Coastal landscape photography is a specialized part of beach photography that can add an interesting aspect to your album. There are many objects to capture – huge expanse of land, water, people, waves, weather… the list is endless. Here are some basic tips and techniques you should understand while capturing and visualizing the coastline landscape.
1. Focal point
No image is perfect without a good focal point for the viewer to hone in on. The biggest problem with photographing the coastline is that it is a wide open with plenty of empty sky, which can make for dull images.
The best way to conquer this common dilemma is to find a point of interest in the sky and focus on it to bring the picture alive. If you are just shooting the coastline, make waves, or someone in the sea, the focal point; whether they are crashing against the coastline or helping a surfer reach his peak, the message will be clearer.

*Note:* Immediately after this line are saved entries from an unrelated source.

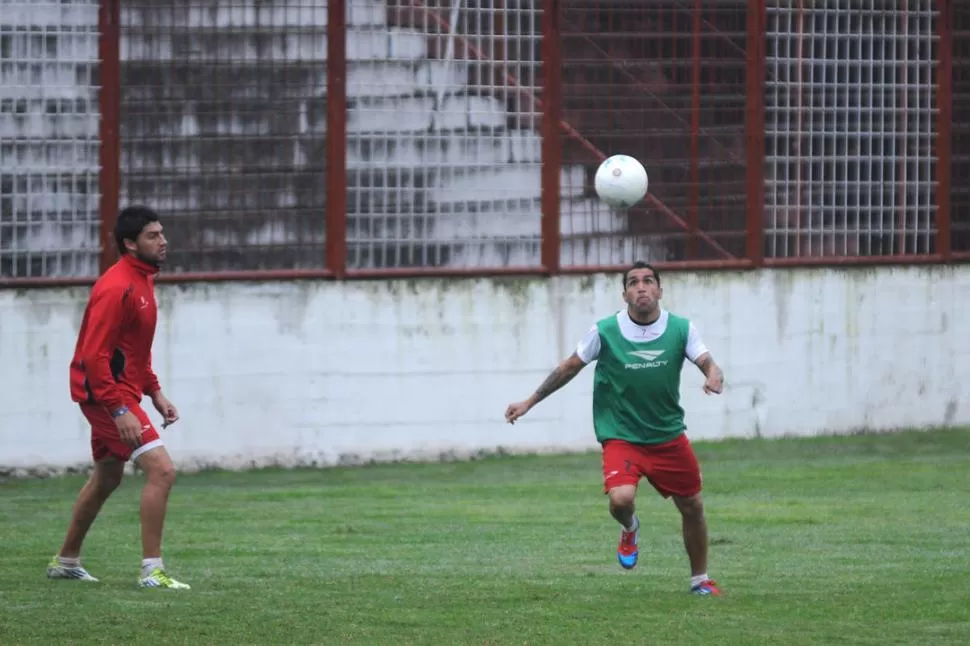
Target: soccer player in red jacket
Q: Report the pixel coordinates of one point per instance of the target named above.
(110, 374)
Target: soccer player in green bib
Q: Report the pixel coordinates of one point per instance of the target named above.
(637, 416)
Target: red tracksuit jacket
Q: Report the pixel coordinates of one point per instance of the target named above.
(112, 363)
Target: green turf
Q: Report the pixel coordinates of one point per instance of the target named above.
(852, 540)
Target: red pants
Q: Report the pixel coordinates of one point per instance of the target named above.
(105, 439)
(670, 467)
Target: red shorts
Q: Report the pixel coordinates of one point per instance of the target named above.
(670, 467)
(105, 439)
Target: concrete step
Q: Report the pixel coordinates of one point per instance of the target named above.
(40, 14)
(146, 83)
(614, 250)
(500, 183)
(266, 14)
(396, 155)
(417, 114)
(37, 126)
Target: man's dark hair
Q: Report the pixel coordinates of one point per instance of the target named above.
(641, 265)
(130, 223)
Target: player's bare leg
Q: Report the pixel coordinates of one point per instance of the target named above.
(105, 478)
(159, 478)
(695, 541)
(623, 509)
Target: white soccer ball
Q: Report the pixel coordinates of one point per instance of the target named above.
(621, 181)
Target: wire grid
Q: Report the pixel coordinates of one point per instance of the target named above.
(629, 81)
(444, 149)
(960, 139)
(223, 129)
(49, 193)
(850, 112)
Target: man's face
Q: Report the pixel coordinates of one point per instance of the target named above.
(151, 245)
(642, 292)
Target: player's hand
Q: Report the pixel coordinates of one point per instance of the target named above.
(129, 428)
(515, 411)
(166, 409)
(714, 384)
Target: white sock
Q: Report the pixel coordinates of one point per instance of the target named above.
(147, 565)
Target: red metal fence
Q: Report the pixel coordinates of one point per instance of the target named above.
(391, 137)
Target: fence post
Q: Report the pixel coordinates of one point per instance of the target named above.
(693, 206)
(944, 128)
(109, 100)
(551, 135)
(755, 132)
(336, 214)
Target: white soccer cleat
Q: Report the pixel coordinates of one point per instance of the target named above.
(158, 579)
(57, 571)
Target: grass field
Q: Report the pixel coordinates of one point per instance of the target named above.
(853, 540)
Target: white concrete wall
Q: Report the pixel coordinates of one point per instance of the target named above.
(318, 372)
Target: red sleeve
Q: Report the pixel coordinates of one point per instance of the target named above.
(151, 379)
(100, 341)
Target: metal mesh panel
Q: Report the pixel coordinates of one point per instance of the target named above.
(663, 82)
(223, 128)
(443, 154)
(850, 105)
(49, 138)
(960, 140)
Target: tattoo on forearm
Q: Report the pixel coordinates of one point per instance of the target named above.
(708, 367)
(556, 380)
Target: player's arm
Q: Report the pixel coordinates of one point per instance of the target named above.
(152, 387)
(559, 377)
(162, 404)
(586, 351)
(701, 357)
(101, 339)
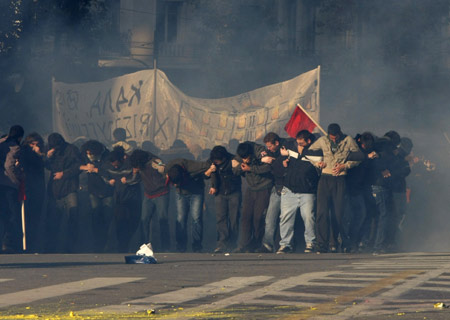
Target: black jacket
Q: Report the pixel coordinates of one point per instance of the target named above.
(154, 181)
(96, 184)
(301, 176)
(67, 159)
(224, 180)
(193, 182)
(123, 192)
(260, 176)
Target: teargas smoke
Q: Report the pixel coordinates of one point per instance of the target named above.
(385, 66)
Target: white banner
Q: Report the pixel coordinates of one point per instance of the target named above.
(94, 110)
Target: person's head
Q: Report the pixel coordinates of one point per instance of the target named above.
(175, 174)
(55, 141)
(120, 134)
(232, 145)
(394, 137)
(117, 157)
(366, 141)
(305, 138)
(139, 159)
(149, 146)
(405, 147)
(218, 155)
(178, 143)
(16, 133)
(34, 139)
(245, 151)
(334, 132)
(93, 149)
(272, 141)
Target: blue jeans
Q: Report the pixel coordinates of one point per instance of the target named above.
(272, 215)
(160, 206)
(383, 200)
(290, 202)
(193, 204)
(64, 224)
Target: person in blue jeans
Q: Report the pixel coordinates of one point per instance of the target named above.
(156, 196)
(299, 192)
(187, 177)
(272, 156)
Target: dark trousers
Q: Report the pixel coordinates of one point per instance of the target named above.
(102, 216)
(125, 222)
(330, 210)
(255, 204)
(10, 218)
(227, 219)
(62, 224)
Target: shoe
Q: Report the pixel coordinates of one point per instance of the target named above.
(309, 248)
(219, 250)
(265, 248)
(378, 252)
(238, 250)
(284, 249)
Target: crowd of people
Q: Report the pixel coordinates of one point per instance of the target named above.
(350, 192)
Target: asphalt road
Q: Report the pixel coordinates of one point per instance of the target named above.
(236, 286)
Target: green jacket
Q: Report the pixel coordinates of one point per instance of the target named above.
(344, 147)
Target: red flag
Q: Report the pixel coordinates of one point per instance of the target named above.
(299, 121)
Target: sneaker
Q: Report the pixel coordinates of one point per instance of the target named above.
(219, 250)
(284, 249)
(265, 248)
(309, 248)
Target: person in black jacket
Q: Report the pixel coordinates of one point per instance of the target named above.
(10, 181)
(95, 155)
(273, 156)
(226, 187)
(381, 168)
(118, 173)
(256, 198)
(32, 159)
(63, 161)
(187, 177)
(156, 196)
(299, 192)
(400, 170)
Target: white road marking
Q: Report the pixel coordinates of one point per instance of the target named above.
(186, 294)
(27, 296)
(4, 280)
(381, 304)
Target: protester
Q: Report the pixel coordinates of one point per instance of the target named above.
(63, 161)
(226, 187)
(299, 192)
(10, 180)
(32, 160)
(331, 192)
(187, 177)
(273, 144)
(120, 140)
(400, 170)
(156, 196)
(95, 156)
(256, 198)
(127, 199)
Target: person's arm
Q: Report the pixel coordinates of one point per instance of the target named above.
(357, 153)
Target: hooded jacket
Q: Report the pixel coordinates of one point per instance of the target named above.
(67, 159)
(260, 175)
(336, 153)
(10, 173)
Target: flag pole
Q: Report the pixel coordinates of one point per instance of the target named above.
(315, 122)
(24, 238)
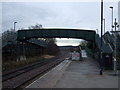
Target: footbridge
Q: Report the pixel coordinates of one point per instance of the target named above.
(88, 35)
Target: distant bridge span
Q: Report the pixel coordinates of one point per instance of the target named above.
(88, 35)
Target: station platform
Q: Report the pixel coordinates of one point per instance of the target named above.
(76, 74)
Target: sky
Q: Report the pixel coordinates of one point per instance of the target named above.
(68, 14)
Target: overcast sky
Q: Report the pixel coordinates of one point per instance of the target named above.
(57, 14)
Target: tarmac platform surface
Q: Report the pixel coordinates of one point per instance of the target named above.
(76, 74)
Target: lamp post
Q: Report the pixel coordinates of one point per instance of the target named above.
(14, 25)
(112, 17)
(115, 55)
(101, 59)
(104, 25)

2. Background and foregrounds
Usually the best, and most natural, foreground for the coastline images is the sky, but it can look mundane if you don’t focus on some aspect of a cloud or enhance the beauty of the coast by creating contrast. Choose a smaller aperture for enhancing the foreground and keeping the background in focus.
A common, and endlessly creative, background for coastline images is the sky meeting the sea. Use tides to vary your view, and, as a rule of thumb, make the horizon a third of the way from the bottom or top of the frame to center your focus.

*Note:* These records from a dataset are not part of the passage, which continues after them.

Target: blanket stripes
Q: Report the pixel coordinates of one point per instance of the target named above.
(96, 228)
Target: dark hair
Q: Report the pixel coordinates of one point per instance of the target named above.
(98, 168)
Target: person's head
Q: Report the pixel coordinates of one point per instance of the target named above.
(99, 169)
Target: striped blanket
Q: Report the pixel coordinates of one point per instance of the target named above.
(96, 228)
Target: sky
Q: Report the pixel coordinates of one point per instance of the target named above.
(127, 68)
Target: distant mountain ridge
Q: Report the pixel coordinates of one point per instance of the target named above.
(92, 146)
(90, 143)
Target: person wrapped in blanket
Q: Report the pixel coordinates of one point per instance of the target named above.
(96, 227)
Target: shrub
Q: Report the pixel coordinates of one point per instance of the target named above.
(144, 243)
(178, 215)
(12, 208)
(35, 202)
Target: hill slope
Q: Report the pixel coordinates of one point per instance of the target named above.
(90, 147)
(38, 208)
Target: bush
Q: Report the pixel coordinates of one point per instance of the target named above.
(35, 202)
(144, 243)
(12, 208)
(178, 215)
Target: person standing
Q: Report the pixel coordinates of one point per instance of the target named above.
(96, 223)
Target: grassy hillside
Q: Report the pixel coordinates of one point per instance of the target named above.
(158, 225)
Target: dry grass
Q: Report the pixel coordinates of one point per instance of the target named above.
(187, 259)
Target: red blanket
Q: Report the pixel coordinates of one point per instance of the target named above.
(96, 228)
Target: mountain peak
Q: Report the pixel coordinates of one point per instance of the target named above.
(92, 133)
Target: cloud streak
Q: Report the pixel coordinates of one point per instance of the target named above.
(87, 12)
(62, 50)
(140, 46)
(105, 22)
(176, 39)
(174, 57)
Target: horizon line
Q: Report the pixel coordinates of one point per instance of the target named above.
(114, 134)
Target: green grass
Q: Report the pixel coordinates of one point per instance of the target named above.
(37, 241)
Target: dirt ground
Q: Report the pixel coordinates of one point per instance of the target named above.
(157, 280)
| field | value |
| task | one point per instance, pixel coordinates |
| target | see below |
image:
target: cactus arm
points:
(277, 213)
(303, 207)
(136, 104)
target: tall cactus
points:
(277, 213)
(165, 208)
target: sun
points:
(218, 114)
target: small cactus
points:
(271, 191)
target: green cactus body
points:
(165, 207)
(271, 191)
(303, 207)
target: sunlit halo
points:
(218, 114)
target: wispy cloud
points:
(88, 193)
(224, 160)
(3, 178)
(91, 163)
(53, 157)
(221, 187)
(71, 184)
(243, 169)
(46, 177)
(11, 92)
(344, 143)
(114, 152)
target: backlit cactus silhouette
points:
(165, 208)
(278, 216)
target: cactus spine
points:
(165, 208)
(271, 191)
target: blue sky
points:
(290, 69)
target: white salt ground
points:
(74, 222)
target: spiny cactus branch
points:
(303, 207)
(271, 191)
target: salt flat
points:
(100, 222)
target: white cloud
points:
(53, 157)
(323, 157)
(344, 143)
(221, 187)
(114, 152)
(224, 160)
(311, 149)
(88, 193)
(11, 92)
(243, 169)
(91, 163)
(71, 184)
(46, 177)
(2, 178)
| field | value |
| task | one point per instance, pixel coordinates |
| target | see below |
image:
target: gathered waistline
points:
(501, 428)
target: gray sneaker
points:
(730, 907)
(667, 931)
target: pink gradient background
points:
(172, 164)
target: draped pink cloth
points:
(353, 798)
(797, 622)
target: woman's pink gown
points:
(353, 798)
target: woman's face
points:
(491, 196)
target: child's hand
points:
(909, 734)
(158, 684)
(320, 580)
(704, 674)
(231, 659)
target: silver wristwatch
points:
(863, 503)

A common phenomenon when water bodies are around. Reflections of various objects can add a new dimension to a bland seascape. Try to make different reflections of objects on and around the coastlines the subject matter of your images.
Use sunrise and sunsets to emphasize changes in light or create highlights and shadows. If you don’t want reflections in your images, change your angle or the position in which you are standing.

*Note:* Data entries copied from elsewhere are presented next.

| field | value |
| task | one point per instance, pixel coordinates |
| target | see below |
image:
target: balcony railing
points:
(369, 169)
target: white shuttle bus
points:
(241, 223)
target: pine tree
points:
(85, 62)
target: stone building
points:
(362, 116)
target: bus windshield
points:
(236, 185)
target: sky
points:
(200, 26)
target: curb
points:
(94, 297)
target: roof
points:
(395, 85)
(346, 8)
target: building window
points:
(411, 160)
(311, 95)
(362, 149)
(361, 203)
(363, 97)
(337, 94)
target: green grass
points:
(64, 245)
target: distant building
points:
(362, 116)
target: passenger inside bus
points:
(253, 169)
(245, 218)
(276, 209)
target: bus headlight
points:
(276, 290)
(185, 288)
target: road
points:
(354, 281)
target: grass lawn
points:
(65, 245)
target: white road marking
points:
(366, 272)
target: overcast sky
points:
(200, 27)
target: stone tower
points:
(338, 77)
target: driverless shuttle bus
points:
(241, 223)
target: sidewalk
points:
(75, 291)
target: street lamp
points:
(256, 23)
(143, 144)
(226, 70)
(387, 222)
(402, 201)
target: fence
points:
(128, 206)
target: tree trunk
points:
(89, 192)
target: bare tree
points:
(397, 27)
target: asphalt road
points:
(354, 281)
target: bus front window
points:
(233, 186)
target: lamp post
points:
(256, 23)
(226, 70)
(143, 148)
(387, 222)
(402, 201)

While it may seem like a vast, open expanse to the viewer, the coastline consists of tiny details. Get down to the shoreline and zoom in on boulders, pebbles and shells. Or pick up on living elements like sea anemones, palm trees and rock fish to set off flowing patterns and eliminate blandness.
5. Capture movement
In addition to details and reflection, movement of both sea and sky is a major aspect of creating mood when photographing seascapes. From turbulent storms to surreal calm, the difference between a boring shot and an interesting one lies in the timing.
While a fast shutter speed can enhance surf and foam, a slower one can create a blur which conveys the feeling of motion.